The Justice Department's answer was to set conditions aimed at ensuring future competition, including by requiring Ticketmaster to sell off Paciolan Inc., one of its ticketing platforms. One result is that Ticketmaster may eventually face off against Paciolan's purchaser, Comcast Spectacor L.P.

Since Comcast Spectacor is still mostly a local player, Breyault says, it's too soon to tell whether it could help restrain prices nationally.

For a preview, I checked online Friday for prices to Thursday's Carole King and James Taylor concert at the Wachovia Center - a website "powered by ComcastTIX."

Two seats were available for $125 apiece. The extras, including a service fee, order charge, and delivery fee, will add at least $21 to my order - even if I choose the lowest-cost "delivery" option of printing them at home, for $2.50.

Things could be worse, as a look at the Madison Square Garden website - powered by Ticketmaster - illustrated.

There I could buy two tickets to the same tour for just $89.50 apiece. But the fees added on more than $29, including an $11.70-per-ticket "convenience charge" and that same $2.50 for printing at home - with my paper and my ink.

The nonprofits' approach

I took Spampinato's complaint to officials at Philadelphia Theatre Company and at Ticket Philadelphia, the ticketing agent for the Kimmel Center that's actually a joint venture of the Kimmel and the Philadelphia Orchestra.

The answer: The Fee Train has definitely left the station. But, hey, it costs money to run a railroad.

"A ticket-handling fee like that is industry standard - and it's standard whether it's on the phone or by the Web or by mail-in," says Debbie Fleischman, spokeswoman for Philadelphia Theatre Company. "It's basically a convenience fee."

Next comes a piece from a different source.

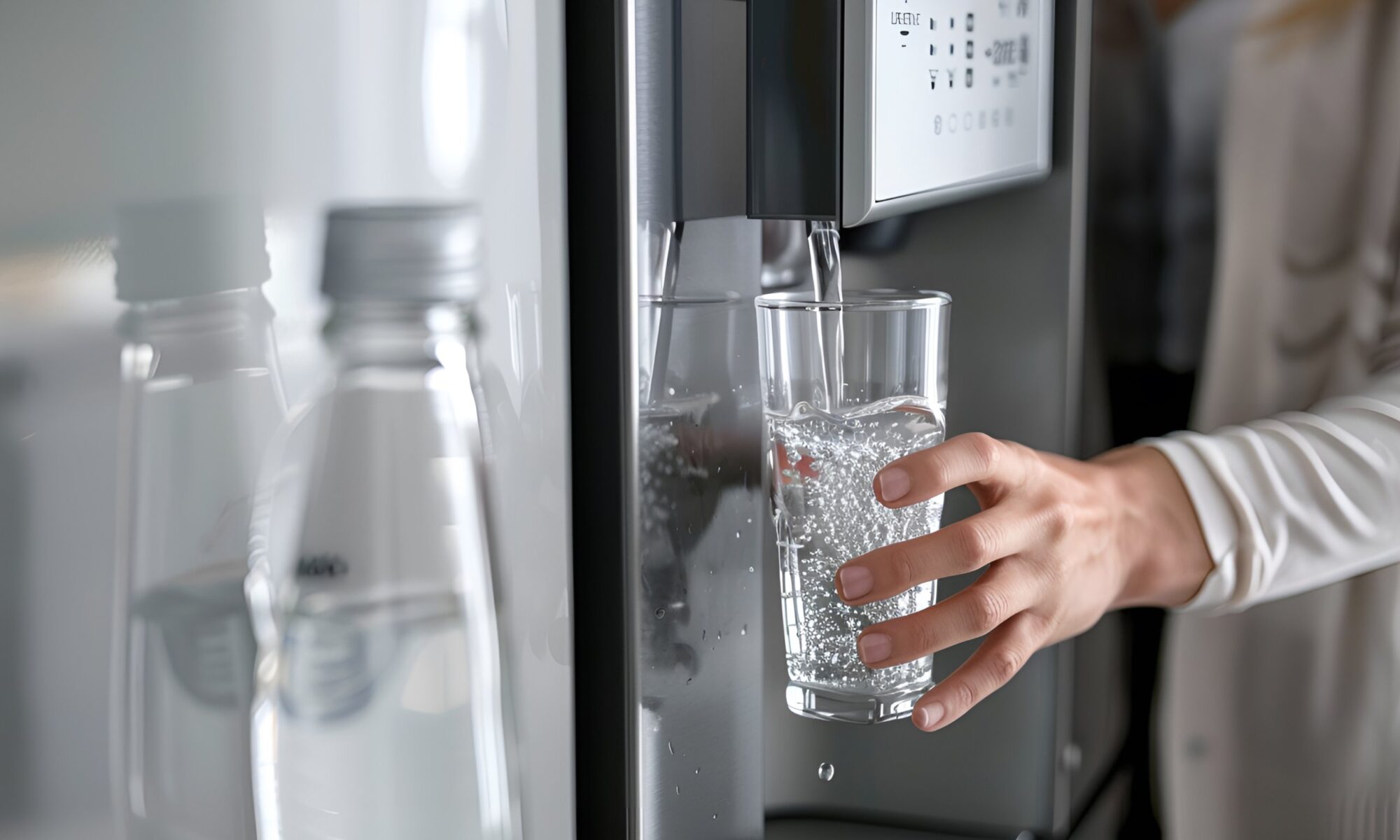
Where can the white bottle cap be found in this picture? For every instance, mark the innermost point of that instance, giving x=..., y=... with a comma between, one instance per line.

Gary Lustig, vice president of Ticket Philadelphia, says its fees are simply designed to cover the costs of running a round-the-clock website and a call center that's open 11 hours a day, seven days a week. Together, they require a staff of about 25 full-time employees and 25 to 50 part-timers.

"We are trying the best way possible to fairly recoup all the expenses of providing ticketing services," he told me.

Lustig and Fleischman are proud of their services' relative restraint. For instance, neither charges customers to print tickets at home. And Philadelphia Theatre doesn't charge anything at all if you buy at the box office. (Ticket Philadelphia charges $2 to buy at the box office for tickets with a face value above $10.)

Lustig offers this, too, as a defense: Access to phone and Internet sales saves people trips to the box office, but at an administrative cost.

"All those other channels didn't replace the original channel," he says. "They just added expenses to the cost of providing a ticket."

I'll buy that logic. But I still don't get why they won't just add it all into the cost of the ticket.